The Raiders are now properly positioned as the most logical alternative to the New England Patriots in the AFC, but have a game Thursday night in soon-to-be-snow-encrusted Kansas City that could turn that back on its head. Win and then win out, and they can be masters of their universe, owning for the moment the tiebreakers over the Patriots that would prevent a trip to Foxborough and a nostalgic confrontation with the High Lord Tuck.
 
On their hand, lose Thursday, and they are tied with Kansas City without benefit of the first tiebreaker, having been swept by the perpetually hard-to-figure Chiefs.
 
In other words, momentum in Game 12 is always useful right up to the point where preparation for Game 13 must begin, in the same way that “Is Carr the MVP, or is it Mack?” debates become irrelevant within minutes of their embarkation.
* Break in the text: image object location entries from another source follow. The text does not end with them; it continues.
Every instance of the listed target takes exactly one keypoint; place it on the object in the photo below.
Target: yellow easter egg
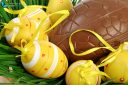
(118, 68)
(83, 72)
(19, 31)
(36, 14)
(44, 59)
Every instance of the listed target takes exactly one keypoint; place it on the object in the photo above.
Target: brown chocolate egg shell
(109, 18)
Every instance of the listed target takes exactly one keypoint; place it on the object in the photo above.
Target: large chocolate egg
(109, 18)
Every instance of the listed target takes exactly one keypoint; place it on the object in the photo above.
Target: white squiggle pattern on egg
(10, 35)
(35, 58)
(54, 63)
(34, 13)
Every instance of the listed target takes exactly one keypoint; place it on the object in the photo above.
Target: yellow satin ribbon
(106, 61)
(86, 71)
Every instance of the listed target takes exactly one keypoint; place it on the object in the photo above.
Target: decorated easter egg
(21, 30)
(108, 18)
(117, 69)
(44, 60)
(83, 72)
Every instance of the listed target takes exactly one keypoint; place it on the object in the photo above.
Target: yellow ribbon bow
(87, 70)
(106, 61)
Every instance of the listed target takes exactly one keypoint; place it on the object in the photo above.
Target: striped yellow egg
(118, 68)
(23, 28)
(82, 73)
(44, 59)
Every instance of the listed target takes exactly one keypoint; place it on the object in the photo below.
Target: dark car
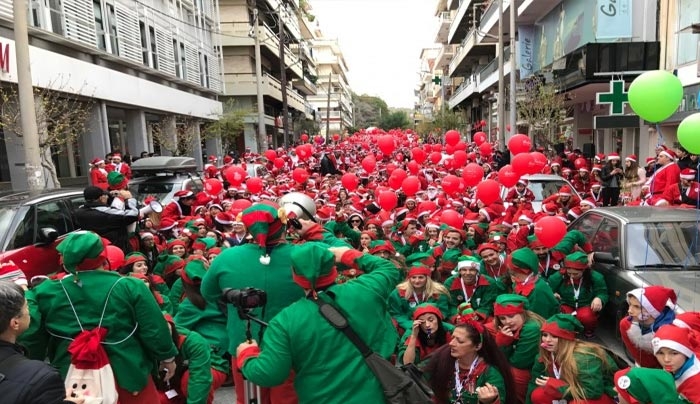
(641, 246)
(33, 223)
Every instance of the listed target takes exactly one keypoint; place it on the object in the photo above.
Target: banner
(613, 19)
(526, 50)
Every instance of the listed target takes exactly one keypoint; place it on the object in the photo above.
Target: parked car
(162, 176)
(33, 224)
(543, 186)
(641, 246)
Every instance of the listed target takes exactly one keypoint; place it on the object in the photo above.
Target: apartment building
(576, 45)
(241, 22)
(333, 99)
(141, 63)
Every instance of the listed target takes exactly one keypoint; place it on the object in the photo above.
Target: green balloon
(655, 95)
(689, 133)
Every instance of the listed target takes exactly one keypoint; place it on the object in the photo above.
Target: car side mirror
(47, 235)
(605, 258)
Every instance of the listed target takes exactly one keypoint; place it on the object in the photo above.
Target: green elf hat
(266, 222)
(116, 180)
(194, 272)
(523, 260)
(576, 260)
(168, 263)
(509, 304)
(646, 386)
(563, 326)
(313, 266)
(81, 251)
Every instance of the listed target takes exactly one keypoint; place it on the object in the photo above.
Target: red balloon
(213, 186)
(519, 144)
(472, 174)
(369, 163)
(550, 230)
(349, 181)
(387, 200)
(452, 218)
(460, 158)
(410, 185)
(452, 137)
(270, 155)
(479, 138)
(300, 175)
(488, 191)
(386, 144)
(241, 204)
(521, 163)
(235, 175)
(254, 185)
(451, 184)
(540, 161)
(507, 176)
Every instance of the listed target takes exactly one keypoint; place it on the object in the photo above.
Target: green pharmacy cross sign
(616, 98)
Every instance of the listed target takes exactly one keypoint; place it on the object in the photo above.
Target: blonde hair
(570, 368)
(431, 288)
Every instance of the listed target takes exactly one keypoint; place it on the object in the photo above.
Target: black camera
(246, 298)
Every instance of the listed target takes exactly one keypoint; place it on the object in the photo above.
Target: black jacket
(107, 221)
(28, 381)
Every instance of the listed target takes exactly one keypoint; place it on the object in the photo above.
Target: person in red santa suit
(98, 174)
(119, 166)
(675, 348)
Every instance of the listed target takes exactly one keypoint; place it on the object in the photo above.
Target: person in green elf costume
(137, 333)
(569, 369)
(581, 291)
(646, 386)
(518, 336)
(264, 264)
(328, 368)
(196, 315)
(522, 265)
(469, 285)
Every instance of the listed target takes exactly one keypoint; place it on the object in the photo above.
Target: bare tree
(62, 117)
(541, 106)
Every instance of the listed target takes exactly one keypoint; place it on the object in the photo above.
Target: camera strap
(340, 322)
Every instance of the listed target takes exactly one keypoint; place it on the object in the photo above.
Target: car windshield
(669, 245)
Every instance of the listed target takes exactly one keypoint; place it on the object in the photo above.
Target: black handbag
(404, 385)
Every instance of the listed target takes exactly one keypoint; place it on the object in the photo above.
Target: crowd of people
(428, 275)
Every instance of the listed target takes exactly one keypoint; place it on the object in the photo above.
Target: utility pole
(262, 134)
(30, 133)
(328, 107)
(512, 116)
(283, 80)
(501, 82)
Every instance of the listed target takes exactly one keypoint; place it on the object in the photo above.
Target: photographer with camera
(327, 367)
(107, 220)
(264, 263)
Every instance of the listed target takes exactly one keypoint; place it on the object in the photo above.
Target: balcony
(445, 20)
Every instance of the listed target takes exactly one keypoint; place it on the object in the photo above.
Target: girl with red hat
(568, 370)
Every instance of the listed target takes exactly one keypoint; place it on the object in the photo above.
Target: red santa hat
(688, 174)
(677, 338)
(654, 298)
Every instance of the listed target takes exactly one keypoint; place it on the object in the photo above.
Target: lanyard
(459, 384)
(555, 369)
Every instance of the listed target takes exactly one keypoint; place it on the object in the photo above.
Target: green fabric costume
(130, 303)
(299, 338)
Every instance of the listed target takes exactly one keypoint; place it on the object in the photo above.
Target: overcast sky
(381, 41)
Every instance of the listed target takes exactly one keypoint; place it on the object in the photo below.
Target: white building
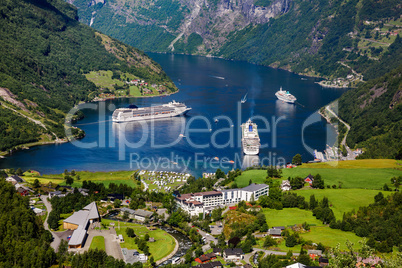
(205, 202)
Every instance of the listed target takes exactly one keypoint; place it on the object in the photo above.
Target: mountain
(48, 59)
(325, 38)
(374, 112)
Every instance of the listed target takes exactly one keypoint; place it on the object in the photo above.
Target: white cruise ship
(285, 96)
(250, 139)
(149, 113)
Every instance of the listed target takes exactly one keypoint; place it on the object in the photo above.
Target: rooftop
(78, 236)
(254, 187)
(233, 251)
(143, 213)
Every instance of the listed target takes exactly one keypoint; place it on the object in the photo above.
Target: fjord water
(211, 87)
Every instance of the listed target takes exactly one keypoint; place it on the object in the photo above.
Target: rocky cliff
(176, 21)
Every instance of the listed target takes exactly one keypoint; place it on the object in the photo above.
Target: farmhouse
(285, 186)
(79, 222)
(205, 258)
(14, 179)
(130, 212)
(214, 264)
(142, 215)
(309, 179)
(233, 254)
(275, 233)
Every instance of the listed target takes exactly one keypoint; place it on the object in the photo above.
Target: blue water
(212, 88)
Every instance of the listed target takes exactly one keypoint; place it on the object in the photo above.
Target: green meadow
(117, 177)
(343, 200)
(289, 217)
(362, 174)
(164, 243)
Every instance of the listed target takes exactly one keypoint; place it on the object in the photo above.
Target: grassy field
(343, 200)
(331, 237)
(163, 245)
(318, 232)
(103, 79)
(290, 217)
(363, 174)
(98, 242)
(325, 235)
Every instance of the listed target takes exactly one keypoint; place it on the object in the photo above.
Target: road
(350, 154)
(248, 257)
(31, 119)
(56, 239)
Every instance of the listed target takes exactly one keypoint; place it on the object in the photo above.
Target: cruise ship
(285, 96)
(250, 140)
(133, 113)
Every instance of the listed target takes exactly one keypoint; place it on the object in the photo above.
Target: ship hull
(152, 117)
(250, 139)
(284, 99)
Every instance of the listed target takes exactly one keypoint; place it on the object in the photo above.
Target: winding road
(56, 239)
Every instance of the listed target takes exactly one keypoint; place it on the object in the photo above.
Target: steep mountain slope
(45, 53)
(327, 38)
(374, 112)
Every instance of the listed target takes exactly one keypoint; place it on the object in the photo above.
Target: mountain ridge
(46, 54)
(310, 38)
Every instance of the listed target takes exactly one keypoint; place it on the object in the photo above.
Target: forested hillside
(325, 38)
(374, 112)
(23, 240)
(45, 53)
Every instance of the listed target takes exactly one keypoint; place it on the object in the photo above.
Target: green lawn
(364, 178)
(318, 232)
(164, 243)
(98, 242)
(331, 237)
(103, 79)
(363, 174)
(289, 217)
(343, 200)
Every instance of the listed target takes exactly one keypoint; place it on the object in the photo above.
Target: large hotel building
(205, 202)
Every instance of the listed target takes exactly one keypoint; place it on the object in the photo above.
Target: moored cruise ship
(285, 96)
(149, 113)
(250, 139)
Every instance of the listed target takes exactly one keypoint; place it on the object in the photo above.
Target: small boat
(244, 99)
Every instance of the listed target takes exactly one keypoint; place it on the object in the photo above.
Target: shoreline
(27, 146)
As head coach Jack Del Rio explained what he had just supervised, “Is there such a thing as a fast Sunday?”
 
He had already moved on, because dawdlers get crushed by events. Being the master of your fate is not the same as mastering it, and let us not forget that the Raiders do have that maddening gift for needing fourth quarter comebacks. That they can usually get them is not as comforting as never needing them.
 
And there are at least four and as many as eight more games to traverse between now and what the Raiders alone have dared to dream.
 
But Sunday was a day when the Raiders did define themselves as one of the toughest outs in the lineup, and if you want the momentum-shifter to be Buffalo tackle Cordy Glenn’s false start at the end of the third quarter, hey, dance it up. Whether things go according to the Raiders’ grand plan or they don’t, nobody’s going to care either way. All anyone knows today is that they were beaten, and then they were not, and that’s typically how champions are made.